AWS CloudTrail shares log files between accounts and provides real time monitoring of calls to application programming interfaces. This comprehensive -- and regularly expanding -- list of capabilities isn't enough to keep enterprise IT shops from deploying third-party monitoring tools for their AWS workloads.

"We use a combination of AWS-native and third-party tools, depending on the need and the applications," said Nick Searle, CTO at MOJO Marketplace, a community of professional designers and developers based in Salt Lake City. "Generally speaking, we do not want to be siloed or locked into a single set of tools from a single vendor -- Amazon or any other."

Amazon's tools vary from minimal to well-developed, Searle noted. So, depending on the need, Amazon tools are not always the best option.

Third-party monitoring tools to consider

MOJO uses Server Density, a global hosted service that monitors public and private cloud environments. Citing disruption from a recent Amazon Simple Storage Service outage, Searle said his organization wants redundancy in terms of tool availability and data. He uses both AWS tools and Server Density to provide an interlocking experience; each tool takes a slightly different approach to monitoring, and they can help clarify or confirm each other's conclusions.

Functionality and features also matter to Searle. MOJO uses Server Density because it doesn't think Amazon monitoring tools provide the level of granularity his business needs.

"Some of Amazon's tools have a pretty steep learning curve," Searle said. "We prefer to work with tools that are easier to use out of the box, yet sophisticated enough to grow with us."

MOJO also relies on Ansible configuration management, which provides a more controllable and customizable experience for IT automation than built-in AWS tools.

Over time, AWS likely will offer more "out-of-the-box" monitoring, said Greg Arnette, founder and CTO of Sonian, based in Waltham, Mass. Sonian has been working with AWS for more than a decade to archive and analyze communications data in the cloud. These tools could come as extensions to CloudWatch or as completely new offerings.

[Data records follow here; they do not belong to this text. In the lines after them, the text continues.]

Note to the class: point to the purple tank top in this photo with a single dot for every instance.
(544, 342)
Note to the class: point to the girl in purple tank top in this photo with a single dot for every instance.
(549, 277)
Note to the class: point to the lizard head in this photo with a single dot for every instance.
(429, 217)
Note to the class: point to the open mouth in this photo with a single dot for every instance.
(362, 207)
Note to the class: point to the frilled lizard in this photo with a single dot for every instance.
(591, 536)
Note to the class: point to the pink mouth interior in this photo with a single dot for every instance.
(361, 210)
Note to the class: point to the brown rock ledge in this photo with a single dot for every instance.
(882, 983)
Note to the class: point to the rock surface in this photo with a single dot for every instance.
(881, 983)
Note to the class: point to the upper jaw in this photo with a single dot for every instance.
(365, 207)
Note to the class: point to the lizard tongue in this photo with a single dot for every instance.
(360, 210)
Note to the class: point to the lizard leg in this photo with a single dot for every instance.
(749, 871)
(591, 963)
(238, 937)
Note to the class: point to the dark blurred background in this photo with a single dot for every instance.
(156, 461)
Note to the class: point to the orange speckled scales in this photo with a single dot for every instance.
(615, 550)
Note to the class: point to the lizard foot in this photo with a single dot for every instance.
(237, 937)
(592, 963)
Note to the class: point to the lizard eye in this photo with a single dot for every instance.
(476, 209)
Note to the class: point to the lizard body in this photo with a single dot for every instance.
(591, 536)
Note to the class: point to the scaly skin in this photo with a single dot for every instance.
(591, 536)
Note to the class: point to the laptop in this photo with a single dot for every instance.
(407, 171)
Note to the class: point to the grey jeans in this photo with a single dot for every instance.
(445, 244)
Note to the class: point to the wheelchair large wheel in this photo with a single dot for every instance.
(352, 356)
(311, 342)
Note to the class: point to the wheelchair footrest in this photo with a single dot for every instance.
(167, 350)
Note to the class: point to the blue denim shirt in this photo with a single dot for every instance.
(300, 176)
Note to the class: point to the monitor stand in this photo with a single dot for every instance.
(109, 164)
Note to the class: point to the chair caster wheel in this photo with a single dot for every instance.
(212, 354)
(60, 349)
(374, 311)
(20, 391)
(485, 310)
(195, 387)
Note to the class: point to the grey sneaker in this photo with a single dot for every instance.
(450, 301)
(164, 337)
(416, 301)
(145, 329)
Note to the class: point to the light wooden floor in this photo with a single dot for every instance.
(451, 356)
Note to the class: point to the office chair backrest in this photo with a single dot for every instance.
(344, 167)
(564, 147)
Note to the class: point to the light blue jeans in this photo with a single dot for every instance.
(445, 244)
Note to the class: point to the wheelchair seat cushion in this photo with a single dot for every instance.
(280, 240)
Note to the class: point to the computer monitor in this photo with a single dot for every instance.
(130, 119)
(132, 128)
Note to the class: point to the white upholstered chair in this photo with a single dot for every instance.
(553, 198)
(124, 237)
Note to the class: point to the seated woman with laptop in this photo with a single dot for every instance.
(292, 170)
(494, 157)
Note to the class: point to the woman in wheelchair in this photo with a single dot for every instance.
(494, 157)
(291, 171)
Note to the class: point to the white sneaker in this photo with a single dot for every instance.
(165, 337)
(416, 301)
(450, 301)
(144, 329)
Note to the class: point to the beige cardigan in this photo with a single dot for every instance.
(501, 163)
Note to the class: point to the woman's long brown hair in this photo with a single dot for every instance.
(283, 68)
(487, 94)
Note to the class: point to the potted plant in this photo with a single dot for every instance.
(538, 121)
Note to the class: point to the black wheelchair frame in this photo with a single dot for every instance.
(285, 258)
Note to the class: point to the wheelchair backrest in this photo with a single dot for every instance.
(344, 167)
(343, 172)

AWS will likely focus on monitoring services and apps that run on its cloud, instead of a multicloud monitoring approach, Arnette added. "Many growing companies have more diverse monitoring requirements, and that is where the third-party monitoring opportunity will exist," he said.

And the cloud juggernaut may not be able to sell everyone on its native AWS monitoring tools anyway. Engineers like to build their own monitoring tools to target specific needs, and there already are several open source third-party monitoring tools. In addition, closed and open source products, from New Relic to Sensu, offer enterprises several monitor resources to choose from.

New deployment models affect third-party monitoring tool technology

The tagline for many products in the application performance monitoring (APM) market was once "from URL to SQL," according to Cameron Haight, a research vice president at Gartner. But that's not what Amazon provides today in terms of breadth.

With more cloud-native architectures in play, such as containers and microservices, "complexity is on the outside, not the inside," Haight said. Therefore, developers that design around microservices need to focus on how those microservices connect with one another. And that means capabilities like tracing become more important than application monitoring.

With the growing use of microservices, some vendor pricing models are not oriented toward "a world where containers come and go constantly," said Nancy Gohring, a senior analyst at 451 Research.

Gohring said AWS' app support is somewhat modest for tools like AWS X-Ray, but the limitations are starker with hybrid and multicloud deployments. IT organizations using Google Cloud Platform, Microsoft Azure and other cloud hosting services, or on-premises data centers in addition to AWS likely won't find sufficient breadth from AWS monitoring tools alone.

"AWS isn't seeking to be a grand integrator of monitoring, they only have a slice," she said. "You still need classic APM."